Nouvelle attente, un peu plus longue cette fois. La clientèle débarque en nombre. L’homme au service est seul. Nous observons ce dernier faire des va-et-vient à toute vitesse entre les cuisines et les tables, intérieures et extérieures, avec un air à casser du petit bois. Finalement les caris débarquent.

Disons le tout net, pour le civet zourite, nous sommes bons clients. Celui-ci ne nous décevra pas, même s’il ne va pas nous faire décoller de notre chaise. La cuisson est très équilibrée : de la mâche souple, juste résistante, mais pas du tout caoutchouteuse, qui donne du plaisir. Les petits morceaux du céphalopode lancent des attaques chaudes et poivrées, teintées du vin cuit, tout en restant un peu en retrait sur leurs saveur propre. C’est certainement du surgelé, on s’y attendait, mais qui se défend plutôt bien. Le plat est nettoyé.
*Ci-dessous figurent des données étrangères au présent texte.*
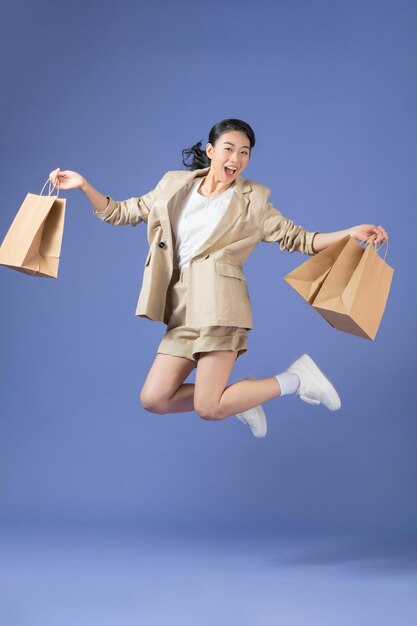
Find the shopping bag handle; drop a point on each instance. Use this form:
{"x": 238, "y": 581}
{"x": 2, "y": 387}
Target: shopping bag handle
{"x": 380, "y": 246}
{"x": 50, "y": 190}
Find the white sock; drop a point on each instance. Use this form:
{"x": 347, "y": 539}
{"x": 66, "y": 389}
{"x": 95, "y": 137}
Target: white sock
{"x": 289, "y": 383}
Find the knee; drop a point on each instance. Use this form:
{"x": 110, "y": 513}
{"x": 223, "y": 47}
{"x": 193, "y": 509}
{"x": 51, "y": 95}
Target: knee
{"x": 151, "y": 403}
{"x": 207, "y": 411}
Les andouillettes jouent la même partition moderato, sur une texture plutôt molle. La sauce bien rouge, avec des côtés un peu sucrés, trahit l’utilisation au moins partielle de la tomate en boîte. Cela n’est pas plus dérangeant que ça, gustativement parlant si ce n’est que les andouillettes elles-mêmes font profil bas. Trop dessalées ou défaut d’origine ? Nous les attendions plus éveillées, avec des petits bouts croquants de cartilage. Du piment vert aurait bien secoué cette affaire. Le plat est toutefois mangeable. Nous repoussons nos assiettes vides. En face, un couple, assis depuis un moment, semble perdre patience. Heureusement que leur commande arrive.

Nous demandons des bananes flambées au dessert. Elles ne seront pas flambées devant nous. Pas le temps. Les bananes n’ont pas eu le temps non plus d’attacher à la poêle, ni de prendre de la couleur.

Nous repartons après avoir réglé 68 euros pour trois boissons, deux entrées, trois plats et un dessert. Ou 26 euros pour un très bon gratin, un assez bon cari et deux bananes neurasthéniques. Le rapport qualité prix est perfectible.

La cuisine au Ptit Koin Kreol est relativement correcte, bien que les produits utilisés ne soient pas haut de gamme. Les clients exigeants y trouveront à redire, sans doute, mais le point le plus problématique est le temps d’attente. Evidemment, difficile de faire tourner à deux un restaurant fréquenté en plein Hell-Bourg. Le serveur souhaiterait sans doute avoir le don d’ubiquité.
Si les moyens humains, et financiers, manquent, pourquoi ne pas simplement réduire la voilure ? Est-il d’abord nécessaire de proposer huit caris, sachant qu’ils suivent deux entrées et précèdent quatre desserts, quand il est patent qu’en cuisine, on pédale dans la semoule ? Autant proposer simplement trois caris, comme bon nombre de petits restaurants le font déjà, et réalisés avec de bons produits frais.
Il serait ensuite judicieux de réduire le nombre de tables. Les circonstances sanitaires s’y prêtent déjà, la distanciation physique étant de rigueur, même si en l’état actuel la salle est assez spacieuse. A vouloir contenter tout le monde, on finit par indisposer des gens, qui, à la base, montent jusqu’à Hell-Bourg pour passer un bon moment. Un changement stratégique est donc urgent, et il se pourrait que les responsables du Ti Koin Kréol y songent. En attendant, nous vous recommandons l’adresse, mais si vous voulez déjeuner en paix, allez-y en semaine !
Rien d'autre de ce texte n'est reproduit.